Online learning environments (e.g., LEARN) include technologies used for teaching, learning, supporting and delivering courses (including syllabi, schedules, tests, assignment drop-boxes, quizzes, labs, tutorials). A “service interruption” means that the learning and teaching technology is unable to perform its normal functions for required course activities. Service interruptions could result from hardware or software problems, a network outage preventing access to systems, loss of power, or other reasons. For purposes of this definition, service interruptions are unforeseen; they do not include scheduled, published down time related to service upgrades or other scheduled maintenance.

In the event of a protracted service interruption (four hours or more), deadlines related to electronic access to resources, tests and quizzes or submission of assignments or other course material due on the day of the outage must be postponed as appropriate.

  • For all interruptions of over four hours, the deadline will normally be postponed for 24 hours after the service is restored.
  • For deadlines on a Friday or the day before a university holiday, the earliest revised deadline will be the next business day.

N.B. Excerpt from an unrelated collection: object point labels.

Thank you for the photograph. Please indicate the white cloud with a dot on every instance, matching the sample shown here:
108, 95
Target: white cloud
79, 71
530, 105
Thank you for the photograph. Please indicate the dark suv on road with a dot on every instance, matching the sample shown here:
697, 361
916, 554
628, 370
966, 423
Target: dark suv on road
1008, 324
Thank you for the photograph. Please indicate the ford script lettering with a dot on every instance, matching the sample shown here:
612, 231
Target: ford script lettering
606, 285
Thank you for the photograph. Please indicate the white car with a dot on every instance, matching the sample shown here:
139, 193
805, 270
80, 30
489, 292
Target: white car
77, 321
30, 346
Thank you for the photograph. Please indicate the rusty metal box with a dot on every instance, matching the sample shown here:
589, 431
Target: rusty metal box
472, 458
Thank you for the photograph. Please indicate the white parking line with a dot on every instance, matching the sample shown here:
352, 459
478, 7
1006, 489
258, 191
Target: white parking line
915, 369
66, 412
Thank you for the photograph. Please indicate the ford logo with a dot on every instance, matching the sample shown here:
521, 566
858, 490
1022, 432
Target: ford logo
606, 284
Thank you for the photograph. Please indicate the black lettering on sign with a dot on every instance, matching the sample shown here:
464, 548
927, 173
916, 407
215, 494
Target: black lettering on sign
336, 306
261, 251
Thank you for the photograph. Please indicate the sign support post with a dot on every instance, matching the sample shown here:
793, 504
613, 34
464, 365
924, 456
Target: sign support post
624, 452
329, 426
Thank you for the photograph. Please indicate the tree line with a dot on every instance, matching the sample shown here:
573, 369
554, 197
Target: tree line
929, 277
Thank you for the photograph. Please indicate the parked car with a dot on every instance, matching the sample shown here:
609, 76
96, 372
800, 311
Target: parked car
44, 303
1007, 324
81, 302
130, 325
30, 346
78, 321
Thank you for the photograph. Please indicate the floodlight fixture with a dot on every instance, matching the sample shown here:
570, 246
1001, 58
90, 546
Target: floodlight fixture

If a course activity was underway at the time of the outage (e.g., an online quiz, or a due date window for uploading an assignment to a drop-box), instructors should use judgement in determining a fair process to continue the activity for all students. If the outage occurs before or during the exam period, instructors need to determine the impact on the students’ ability to prepare for the exam and act accordingly. Information about postponements should be communicated clearly by instructors to students, using email as the primary mechanism, and whatever additional methods are feasible. The LEARN Help site will provide advice on contingency tools to continue with some course activities.